Our differences are what make us unique and special. Our differences are important, and make life interesting. They make life more meaningful.

But sometimes, our differences can really divide us. They can cause arguments, and even full blown wars.

Lately, I’ve been wishing the rest of the world was a little more like me. I’m very open about my journey with grief. I tell people when I am hurting in a very public way, both on my blog and social media accounts. I share these things for a lot of reasons, but mostly because it keeps Aria’s memory alive. But not everyone is this vocal, and sometimes it can be really hard on me.

When I’m really upset, or missing Aria so much that I’m drowning in my emotions, I almost always text, call, or speak with someone. I do this so that I always have a support person to help pull me out of the darkness, or prevent me from falling in too deep. This is a really important process for me.

But not everyone is like this. Many people tend to grieve silently, so they don’t often send us a text that says “I thought of Aria today” or “I cried today.” I think people assume that telling us about their overwhelming moments, and the tears they shed will break us down even more. But truthfully, it would help us a lot.

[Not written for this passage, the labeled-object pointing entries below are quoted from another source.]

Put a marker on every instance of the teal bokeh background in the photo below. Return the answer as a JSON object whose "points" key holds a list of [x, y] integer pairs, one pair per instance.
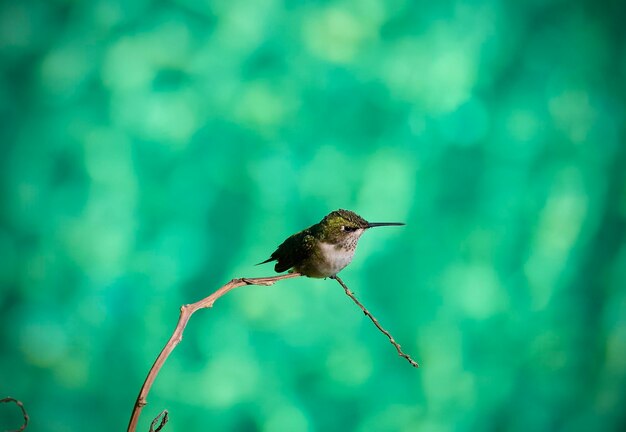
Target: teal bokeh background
{"points": [[152, 151]]}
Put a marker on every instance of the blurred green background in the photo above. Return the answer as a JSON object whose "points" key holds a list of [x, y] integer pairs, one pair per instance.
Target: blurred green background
{"points": [[152, 151]]}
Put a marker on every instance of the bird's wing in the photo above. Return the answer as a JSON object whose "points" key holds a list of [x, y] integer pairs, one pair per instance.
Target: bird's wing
{"points": [[293, 251]]}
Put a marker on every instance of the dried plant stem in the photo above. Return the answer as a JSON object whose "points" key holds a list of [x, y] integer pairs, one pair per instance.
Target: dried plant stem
{"points": [[185, 313], [24, 413], [376, 323]]}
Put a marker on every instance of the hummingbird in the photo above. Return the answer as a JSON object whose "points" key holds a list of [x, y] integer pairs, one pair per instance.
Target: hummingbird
{"points": [[324, 249]]}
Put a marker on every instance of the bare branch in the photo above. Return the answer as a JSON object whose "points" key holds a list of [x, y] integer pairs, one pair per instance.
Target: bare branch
{"points": [[376, 323], [185, 313], [24, 413]]}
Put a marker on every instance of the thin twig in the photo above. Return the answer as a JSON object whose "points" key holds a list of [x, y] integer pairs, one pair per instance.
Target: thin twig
{"points": [[163, 420], [376, 323], [24, 413], [185, 313]]}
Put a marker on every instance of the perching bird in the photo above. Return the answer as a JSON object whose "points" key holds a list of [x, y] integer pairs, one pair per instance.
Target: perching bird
{"points": [[323, 249]]}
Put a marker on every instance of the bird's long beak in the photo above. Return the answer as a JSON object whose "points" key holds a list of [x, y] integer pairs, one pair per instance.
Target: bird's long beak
{"points": [[375, 224]]}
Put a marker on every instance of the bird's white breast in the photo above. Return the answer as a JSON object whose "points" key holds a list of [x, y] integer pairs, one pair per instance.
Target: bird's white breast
{"points": [[335, 258]]}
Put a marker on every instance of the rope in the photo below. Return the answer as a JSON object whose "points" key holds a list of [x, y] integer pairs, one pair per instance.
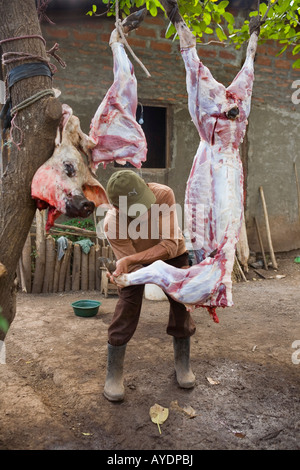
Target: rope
{"points": [[119, 27], [32, 99], [11, 57]]}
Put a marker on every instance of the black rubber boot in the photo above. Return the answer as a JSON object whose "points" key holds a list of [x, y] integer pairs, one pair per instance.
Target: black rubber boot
{"points": [[114, 388], [184, 374]]}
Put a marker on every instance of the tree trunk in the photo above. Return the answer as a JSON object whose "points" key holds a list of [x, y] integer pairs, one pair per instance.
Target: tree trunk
{"points": [[38, 123]]}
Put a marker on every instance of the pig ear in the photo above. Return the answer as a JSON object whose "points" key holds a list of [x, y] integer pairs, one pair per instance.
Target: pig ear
{"points": [[95, 192], [67, 112]]}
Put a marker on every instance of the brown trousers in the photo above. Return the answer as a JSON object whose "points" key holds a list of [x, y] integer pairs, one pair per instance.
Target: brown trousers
{"points": [[128, 309]]}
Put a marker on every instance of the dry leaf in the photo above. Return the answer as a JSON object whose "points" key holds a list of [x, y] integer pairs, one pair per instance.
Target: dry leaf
{"points": [[188, 410], [158, 415], [212, 382]]}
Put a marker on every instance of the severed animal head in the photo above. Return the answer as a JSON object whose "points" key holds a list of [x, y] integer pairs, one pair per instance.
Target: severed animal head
{"points": [[65, 184]]}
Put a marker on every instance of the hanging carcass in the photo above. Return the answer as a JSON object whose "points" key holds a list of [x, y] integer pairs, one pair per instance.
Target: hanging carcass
{"points": [[214, 191]]}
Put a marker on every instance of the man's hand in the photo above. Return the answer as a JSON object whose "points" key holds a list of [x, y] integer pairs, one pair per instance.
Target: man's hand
{"points": [[254, 24], [121, 267]]}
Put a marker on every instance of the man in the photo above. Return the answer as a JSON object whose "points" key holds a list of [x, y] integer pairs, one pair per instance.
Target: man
{"points": [[140, 235]]}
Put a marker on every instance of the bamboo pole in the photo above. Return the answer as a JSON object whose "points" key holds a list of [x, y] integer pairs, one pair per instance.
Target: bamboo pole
{"points": [[84, 271], [26, 263], [97, 267], [81, 231], [56, 274], [76, 267], [272, 254], [41, 253], [261, 244], [298, 189], [50, 264], [92, 268], [3, 271], [63, 268], [22, 277], [68, 275]]}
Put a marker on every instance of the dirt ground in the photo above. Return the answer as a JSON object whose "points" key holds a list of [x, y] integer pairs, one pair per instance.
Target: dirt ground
{"points": [[247, 369]]}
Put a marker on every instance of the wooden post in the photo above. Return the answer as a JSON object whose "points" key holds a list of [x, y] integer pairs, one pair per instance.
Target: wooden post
{"points": [[261, 244], [273, 259], [76, 267], [26, 263], [41, 253]]}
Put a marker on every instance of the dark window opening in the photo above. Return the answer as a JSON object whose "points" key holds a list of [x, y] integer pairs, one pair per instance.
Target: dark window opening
{"points": [[153, 120]]}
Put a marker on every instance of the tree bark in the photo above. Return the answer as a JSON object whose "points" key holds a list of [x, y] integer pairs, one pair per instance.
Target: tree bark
{"points": [[38, 123]]}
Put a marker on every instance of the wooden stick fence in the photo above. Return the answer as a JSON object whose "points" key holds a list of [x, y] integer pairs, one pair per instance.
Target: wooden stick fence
{"points": [[40, 270]]}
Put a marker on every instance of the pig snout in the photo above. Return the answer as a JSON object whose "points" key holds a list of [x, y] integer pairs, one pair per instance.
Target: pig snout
{"points": [[79, 206]]}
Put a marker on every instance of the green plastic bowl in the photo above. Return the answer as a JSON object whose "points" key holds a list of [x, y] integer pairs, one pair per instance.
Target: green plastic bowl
{"points": [[86, 308]]}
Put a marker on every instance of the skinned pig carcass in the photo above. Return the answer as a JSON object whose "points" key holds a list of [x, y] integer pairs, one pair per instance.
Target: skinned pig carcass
{"points": [[65, 184], [214, 191], [114, 132]]}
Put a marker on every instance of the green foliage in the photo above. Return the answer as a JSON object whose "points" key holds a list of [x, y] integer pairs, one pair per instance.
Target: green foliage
{"points": [[3, 323], [208, 17], [85, 224], [281, 24]]}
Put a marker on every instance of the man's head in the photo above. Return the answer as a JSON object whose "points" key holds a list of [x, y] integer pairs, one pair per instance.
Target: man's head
{"points": [[129, 192]]}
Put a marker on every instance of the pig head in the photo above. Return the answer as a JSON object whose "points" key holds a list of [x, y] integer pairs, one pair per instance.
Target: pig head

First, it reminds us that we aren’t the only people who think of our daughter on a daily basis. We can’t read minds, so we don’t know unless someone tells us. And when they do, it makes my heart sing. I love knowing the ways our sweet little girl has impacted other people’s lives. I love knowing that her presence on this earth continues for more than just Brian and I.

Second, if someone were to tell us they missed her so much that they shed a few tears, we would feel less alone in our grief. Of course, we don’t want everyone around us to be sad, but it is really nice to know we aren’t the only ones grieving this loss. Which again, we just don’t know unless we are reminded.

Over the last six and a half months, people have often said “let us know if you need anything!” And it’s so frustrating because I almost never know how to respond. I will likely never say “I’m having a hard day, can you come do my laundry?” But I have a response now. All we really need is to know that people still have a relationship with our sweet little girl.